Résumé de la décision
La décision concerne une requête de la Fédération de boxe américaine et disciplines associées qui a demandé l'agrément prévu par l'article L. 131-8 du code du sport. Le ministre de la ville, de la jeunesse et des sports a refusé de lui accorder cet agrément. La fédération a donc saisi le Conseil d'État pour annuler ce refus. Le Conseil d'État a jugé qu'il n'était pas compétent pour connaître cette requête en premier et dernier ressort, car le refus d'agrément n'est pas un acte réglementaire. La décision a donc été renvoyée au tribunal administratif de Paris pour qu'elle puisse être jugée.
Arguments pertinents
1. Indépendance des fédérations sportives : L'article L. 131-1 du code du sport stipule que les fédérations sportives exercent leur activité en toute indépendance, soulignant ainsi leur autonomie dans l'organisation de leurs disciplines.
2. Nature de l'agrément : L'article L. 131-8 précise que seules les fédérations qui ont adopté des statuts conformes peuvent obtenir un agrément.
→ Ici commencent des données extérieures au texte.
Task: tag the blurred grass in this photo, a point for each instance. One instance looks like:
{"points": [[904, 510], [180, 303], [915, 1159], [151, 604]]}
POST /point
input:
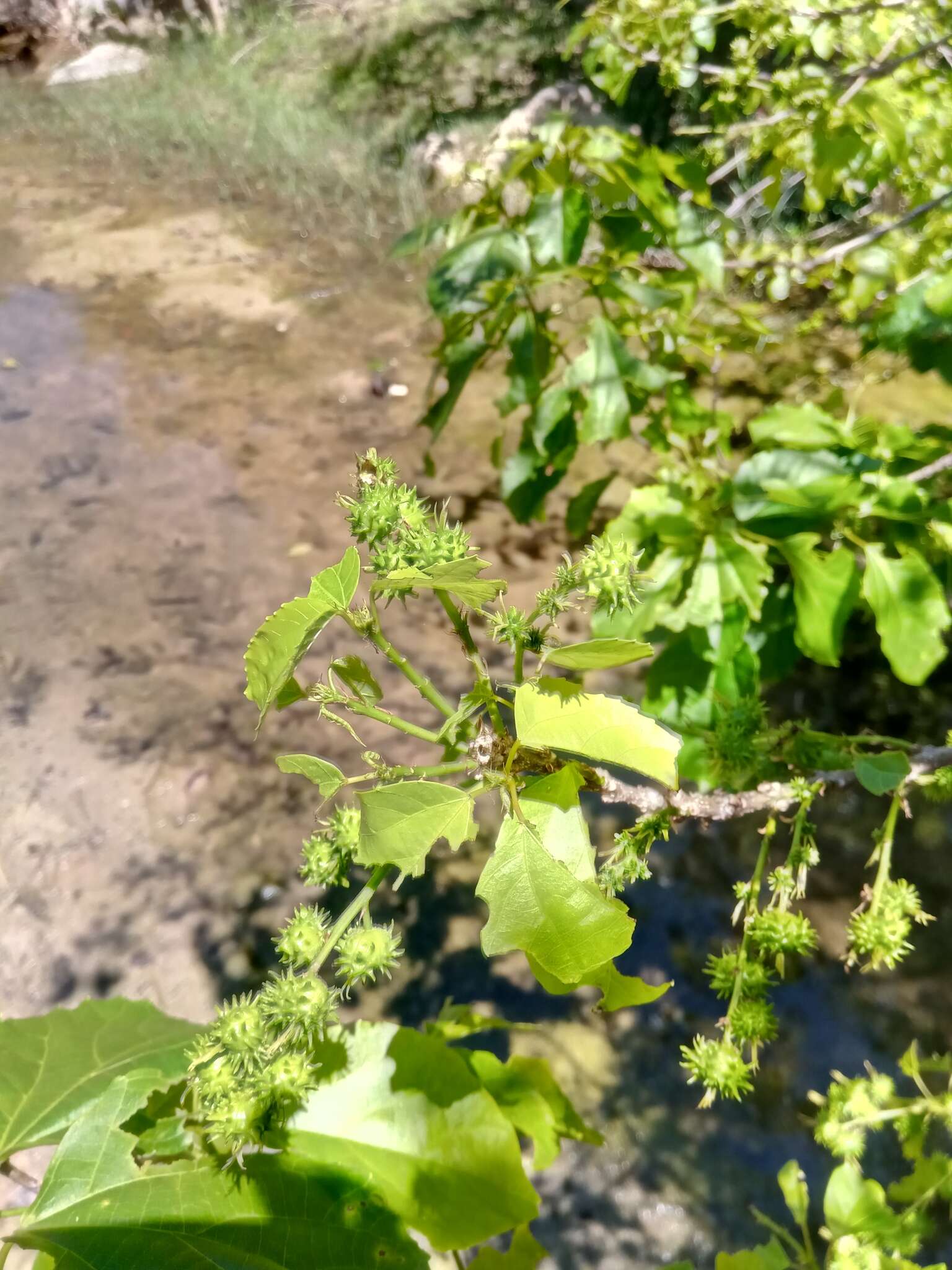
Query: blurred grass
{"points": [[249, 117]]}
Toutefois, il est précisé que le refus d'agrément ne constitue pas un acte de nature réglementaire, ce qui signifie qu'il ne tombe pas sous la compétence du Conseil d'État.
3. Compétence du Conseil d'État : Le Conseil d'État conclut que le refus d'agrément n'est pas un acte qui organise un service public, et par conséquent, ce type de décision ne fait pas l'objet du recours prévu à l'article R. 311-1 du code de justice administrative, qui concerne les actes réglementaires des ministres.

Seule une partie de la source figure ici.